『週刊文春』(5月28日号)が黒川弘務・東京高検検事長の“賭けマージャン"疑惑を報じた。黒川氏は辞職にまで追い込まれ、訓告処分となった。

『検察庁法改正案』に日本中の注目が集まっていたところに、“時の人”の辞任劇。さすが『文春砲』といったところか。

 このスクープは一件の情報提供から始まっている。

 記事によれば、4月下旬に《今度の金曜日(5月1日)にいつもの面子で黒川氏が賭けマージャンをする》という情報が産経新聞の関係者からもたらされたという。聞くところによれば、その関係者とは黒川氏と一緒に麻雀をしていた産経新聞記者の同僚らしい。

 取っ掛かりが情報提供、すなわち“リーク”であるのはほかのスクープでもあることだが、リークがあっても必ずスクープにつながるものではない。特に今回のケースは追跡取材が難しいケースだ。

“情報提供者を開示”するという稀なケース

 有名人、芸能人なら普段から見慣れている記者も多く、顔と名前が一致する場合が多いが、今回の登場人物には一般人が多い。黒川さんはあれだけ報じられているうえに特徴的な顔つきをしているのでわかりやすいだろうが、一緒に雀卓を囲んでいた記者たちは、文春記者にとっては初見だと思われる(同じ業界だから顔見知りの可能性も捨てきれないが)。

 特にこのご時世は誰もがマスクをつけている。また芸能人は行動パターンや仕事の予定をある程度把握しやすいものだが、一般人となると、動きが読みにくい。そんな人たちの行動を細かく監視するのは張り込みに慣れた記者でも相当神経を使うだろう。取材に登用された記者・カメラマンの数は相当なものだと思われる。

 以上の点から、提供された情報はかなり詳細なものだったのではないかと推測できる。

 彼らが集合する日時、場所はもちろんのこと、黒川氏以外の記者たちの顔写真や体つき。そして、身長、服装など容姿に関する情報。直撃取材するためには当人たちの住所も必要だし、携帯電話の番号も知っておいた方がいい。

 そして記事から察することができるのは、かなり緻密な取材が行われていたことだ。まず土地や建物の登記をあげ、黒川氏らが麻雀を打った場所であるマンションの一室が産経記者の所有する部屋であることを確認し、同席した産経新聞記者ふたりが黒川氏と合流するまでの行動を細かくチェック。一挙手一投足を追っていることがわかる。

 部屋の所有者である記者は、参加者が揃う前に近所のコンビニとスーパーに出かけ、買い物をしているがその中身まで詳しく記述されている。またもうひとりの記者は、マンションに入る直前にコンビニに寄り、ATMを操作していたとも。何の操作をしたかは確認できていないようだが、これから賭け麻雀をするためにお金をおろしたとも推測可能だ。

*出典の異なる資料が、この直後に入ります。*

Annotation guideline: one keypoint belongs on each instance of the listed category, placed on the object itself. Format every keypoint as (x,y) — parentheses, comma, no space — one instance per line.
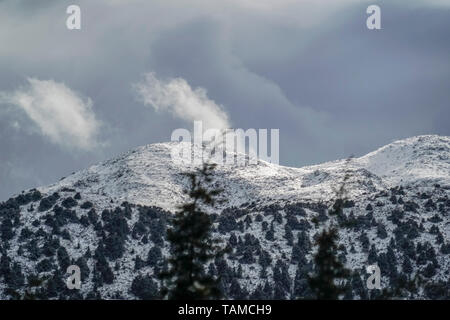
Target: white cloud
(177,97)
(59,113)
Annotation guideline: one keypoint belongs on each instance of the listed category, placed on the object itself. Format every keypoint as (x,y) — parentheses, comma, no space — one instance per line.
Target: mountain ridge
(111,219)
(148,170)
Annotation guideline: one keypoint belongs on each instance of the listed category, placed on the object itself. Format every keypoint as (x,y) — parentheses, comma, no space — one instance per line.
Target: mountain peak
(146,175)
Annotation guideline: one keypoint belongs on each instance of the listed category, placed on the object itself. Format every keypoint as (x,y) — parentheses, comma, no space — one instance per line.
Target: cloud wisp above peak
(178,98)
(60,114)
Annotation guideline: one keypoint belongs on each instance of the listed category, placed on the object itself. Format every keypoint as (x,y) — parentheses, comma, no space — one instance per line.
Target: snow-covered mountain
(110,219)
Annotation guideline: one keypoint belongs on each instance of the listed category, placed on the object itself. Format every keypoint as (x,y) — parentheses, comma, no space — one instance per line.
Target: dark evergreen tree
(328,269)
(192,247)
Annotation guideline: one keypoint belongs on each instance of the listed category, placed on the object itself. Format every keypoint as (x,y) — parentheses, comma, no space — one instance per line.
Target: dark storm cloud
(310,68)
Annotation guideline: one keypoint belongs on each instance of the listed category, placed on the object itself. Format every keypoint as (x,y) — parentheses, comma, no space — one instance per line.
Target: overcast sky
(137,70)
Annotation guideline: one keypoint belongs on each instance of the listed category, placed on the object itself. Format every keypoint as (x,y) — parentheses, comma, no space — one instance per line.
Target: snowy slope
(111,219)
(148,176)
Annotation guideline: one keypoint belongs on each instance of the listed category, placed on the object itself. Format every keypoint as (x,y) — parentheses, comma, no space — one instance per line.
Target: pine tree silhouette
(328,268)
(192,247)
(330,274)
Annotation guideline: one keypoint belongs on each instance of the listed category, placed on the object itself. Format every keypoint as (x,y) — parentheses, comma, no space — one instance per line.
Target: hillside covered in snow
(110,219)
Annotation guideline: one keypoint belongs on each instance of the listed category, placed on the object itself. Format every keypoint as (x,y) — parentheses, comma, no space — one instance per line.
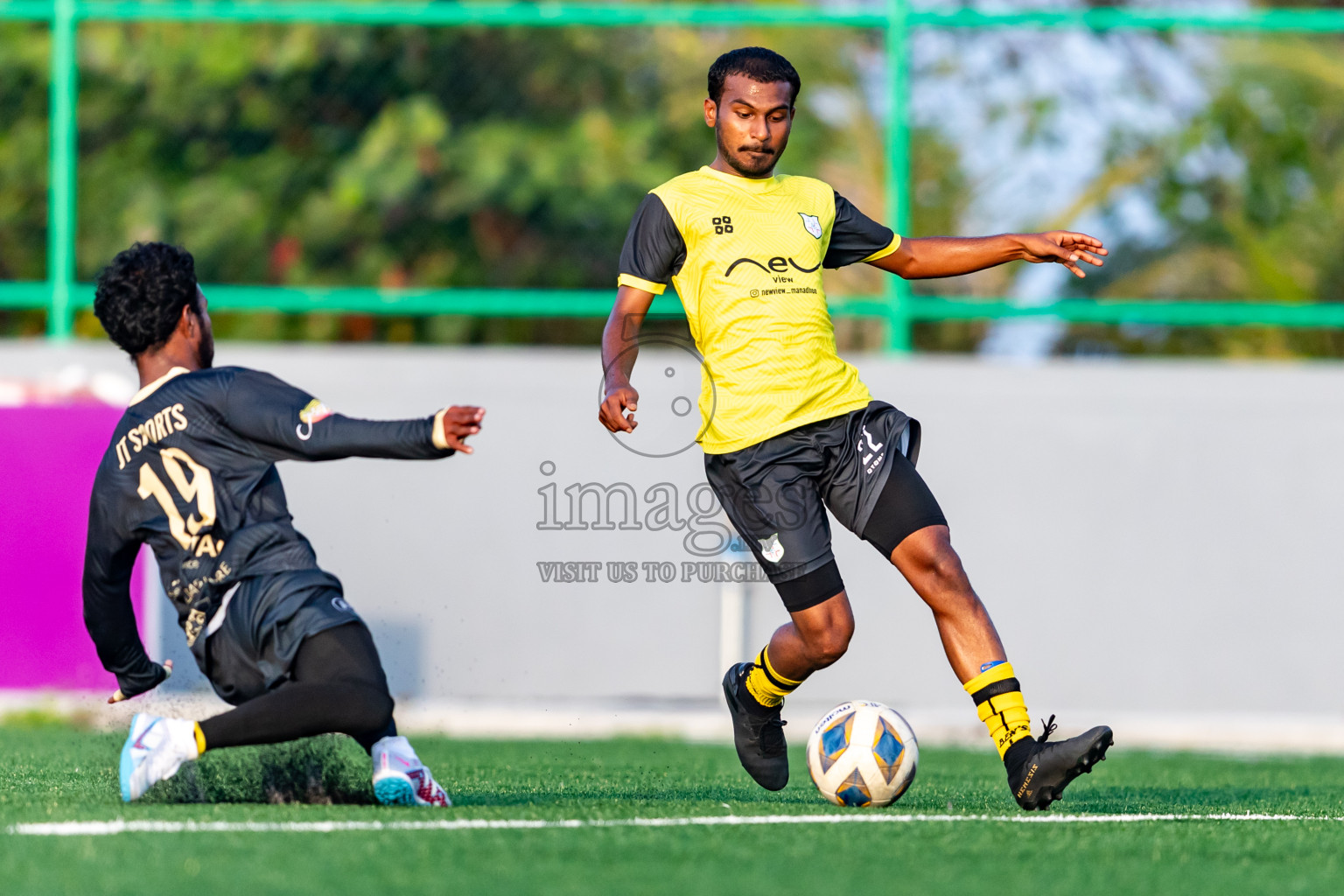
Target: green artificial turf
(52,773)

実に生々しく臨場感あふれる描写ではないか。

 また、取材してから記事が出るまで3週間ほどかかっているが、その間に徹底して周辺取材も行なっていたことがわかる。

 たとえば、このメンバーで麻雀を打つ場合、黒川氏は新聞社が用意するハイヤーでの帰宅が常だったことから、『文春』の記者は黒川氏を以前よく乗せていたという元ハイヤー運転手を見つけ出し、重要な証言を引き出している。そのほかにも虎ノ門の雀荘街の住人などからも情報収拾をしていたというから、今回の取材に対する力の入れ方が半端じゃないことがうかがえよう。

 麻雀は密室で行われたわけだから、室内で起きていたことは当事者しか知らない。それゆえ“賭けマージャン"というタイトルは、ひとつ間違えば訴訟にも発展しかねない危険性をはらむ。つまり、相手に反論の余地を与えないためにも完璧な裏取りが必要となる。

 今回の『文春』の記事で特筆すべきだったのは“情報提供者を開示”したり、“ハイヤー会社の関係者をみつける”といった取材過程をそのまま記事に書きつけていたという点。“逃げ場のないほど”詳細なデータと、情報提供から短期間で記事化させた気概がここにあらわれている。『文春』の底力を見せつけられた記事だったといえるだろう。

<芸能ジャーナリスト・佐々木博之>
◎元フライデー記者。現在も週刊誌などで取材活動を続けており、テレビ・ラジオ番組などでコメンテーターとしても活躍中。